Thankfulness of Sorts

Published on 6 December 2025 at 18:55

Thoughts of feeling thankful

It could be the recent Thanksgiving holiday; it could be feeling gratitude that I was spared a parent's worst nightmare recently. Whatever the inspiration hitting me today, I want to write about being thankful that I got to homeschool my kids and I'm also thankful I am not part of the current "homeschool" mess. Today has given me plenty of reasons to reflect on some history of mine. 

 

When I began my homeschool journey with my children, very few people even knew what homeschooling was. All I knew, I wanted better for my three precious children.
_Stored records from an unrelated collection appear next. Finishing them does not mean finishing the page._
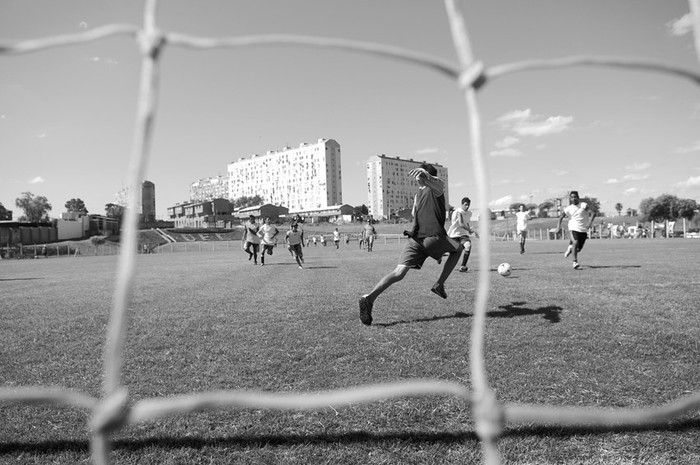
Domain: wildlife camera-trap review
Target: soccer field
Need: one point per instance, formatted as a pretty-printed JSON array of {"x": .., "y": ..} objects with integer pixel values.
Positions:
[{"x": 621, "y": 332}]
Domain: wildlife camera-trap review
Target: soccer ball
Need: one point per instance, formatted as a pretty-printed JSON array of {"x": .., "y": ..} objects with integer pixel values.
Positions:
[{"x": 504, "y": 269}]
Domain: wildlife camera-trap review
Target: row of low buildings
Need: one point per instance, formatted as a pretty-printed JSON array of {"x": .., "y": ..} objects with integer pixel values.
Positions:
[{"x": 304, "y": 180}]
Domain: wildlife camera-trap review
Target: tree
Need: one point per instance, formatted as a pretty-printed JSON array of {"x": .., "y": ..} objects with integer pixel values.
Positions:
[
  {"x": 686, "y": 208},
  {"x": 5, "y": 214},
  {"x": 36, "y": 209},
  {"x": 645, "y": 208},
  {"x": 112, "y": 210},
  {"x": 359, "y": 211},
  {"x": 76, "y": 205},
  {"x": 245, "y": 201}
]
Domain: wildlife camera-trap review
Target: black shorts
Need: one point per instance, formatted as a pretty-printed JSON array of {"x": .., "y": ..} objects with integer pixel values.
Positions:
[{"x": 580, "y": 238}]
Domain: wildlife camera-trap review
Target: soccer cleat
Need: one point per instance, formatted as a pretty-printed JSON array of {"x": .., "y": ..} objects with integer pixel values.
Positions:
[
  {"x": 365, "y": 311},
  {"x": 439, "y": 289}
]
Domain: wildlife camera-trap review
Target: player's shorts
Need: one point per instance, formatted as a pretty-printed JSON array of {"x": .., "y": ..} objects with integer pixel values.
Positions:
[
  {"x": 580, "y": 238},
  {"x": 256, "y": 247},
  {"x": 415, "y": 252},
  {"x": 296, "y": 248},
  {"x": 466, "y": 241}
]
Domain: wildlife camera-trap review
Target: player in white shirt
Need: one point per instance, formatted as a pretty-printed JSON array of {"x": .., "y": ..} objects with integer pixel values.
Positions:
[
  {"x": 521, "y": 219},
  {"x": 295, "y": 241},
  {"x": 580, "y": 221},
  {"x": 267, "y": 233},
  {"x": 460, "y": 229}
]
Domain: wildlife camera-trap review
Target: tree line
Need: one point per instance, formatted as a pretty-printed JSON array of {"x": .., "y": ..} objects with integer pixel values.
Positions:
[{"x": 666, "y": 207}]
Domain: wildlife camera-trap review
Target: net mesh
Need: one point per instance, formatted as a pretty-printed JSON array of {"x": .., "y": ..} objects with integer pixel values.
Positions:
[{"x": 113, "y": 411}]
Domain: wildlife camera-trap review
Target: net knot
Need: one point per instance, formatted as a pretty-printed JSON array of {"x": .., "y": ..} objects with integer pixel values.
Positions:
[
  {"x": 110, "y": 414},
  {"x": 473, "y": 76}
]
They deserved a better education, they deserved a safe place free of bullies and indoctrination I saw coming for their hearts and minds. I was motivated by pure love for my kids. I make no claims to doing it right, and I also make no claims that homeschooling is right for every family. For me and my kids, it was perfect timing. My heart belonged to them and it just felt right to take the leap into a world that was foreign to me.

 

I am so thankful for people that came into my homeschool world! One of the best was my Aunt Carla - who was married to my favorite uncle, Ray Hartley. She was a pioneer for me in those early days. I often wonder if my cousins are fully aware of how amazingly blessed they are to have had them as parents, but I digress. She recommended various curriculum and encouraged me that I could do this! Then there's Betty N. She made it possible for us to come under the umbrella of a private school, even though we lived in different states. Back then, in Washington state, if you weren't under the protection and safety of a private school, you had to jump multiple hoops with the nearest school district - like turning in lessons plans each quarter and getting "permission" from the school administrator. 

 

On my 40th birthday, I invited some local homeschool moms out for coffee, just so I could thank them for the impact they made in my life giving me support, encouragement, advice, prayers, and camaraderie. I'm still grateful for those ladies - Therese, Zana, Wendy, Linda, and Gay Ellen. These ladies are amazing women who give to so many around them, including me. Because I was recently thinking about them (especially Therese, my beautiful prayer angel) I realized things have changed so much in the homeschool world. 

 

I saw the shift happening when a young mom complained about the antiquated way our homeschool group did the annual conference. It showed up when two dads asked to join our group, just to lure over half of the members into the charter school they were starting. I noticed people who hadn't spent one day homeschooling a high schooler get accolades for writing a popular homeschool blog. I became concerned when the warnings of Michael Farris came true - how the pioneers would lead the way, and after those people would come the settlers who would forget all about the work the pioneers did and in the ignorance of the history of the movement, fracture it into something unrecognizable. Yesterday, I became a little sad as I was listening to a parent explaining how she uses charter school funds for the extracurricular activities her children do - and calling it homeschooling. I guess current parents don't know words matter, including the word "homeschool" which is literally defined in the state statutes.  Homeschooling is NOT charter school. Parents that use charter school are getting a fraction of the money the public schools (yes, charter schools are public schools) get for their child, and are doing most of the work and not getting any of the credit. And worst of all, their ignorance is creating chaos for the actual homeschoolers who get no funding, no tax credits, or write offs for the expense they fund themselves to educate their children. 

 

I am so grateful to have been in the right place at the right time to have the gift of homeschooling my kids. I'm glad for the people who were willing to take me under their wing, to walk beside me, and laugh, pray, and cry with me over so many things pertaining to homeschooling, children, testing, legislation, and even my marriage. Is it terrible to be thankful that I'm not part of the modern group of settlers? Is it rude to be thankful I'm not ignorant about the differences of private independent educators versus charter schoolers? Since it's my blog, nope it's not terrible or rude. It's honest. It's my perspective. For today, I am thankful my grandchild is actually a homeschooler and not in a charter school. I'm thankful for the trust given to me by my child to homeschool my grandchild.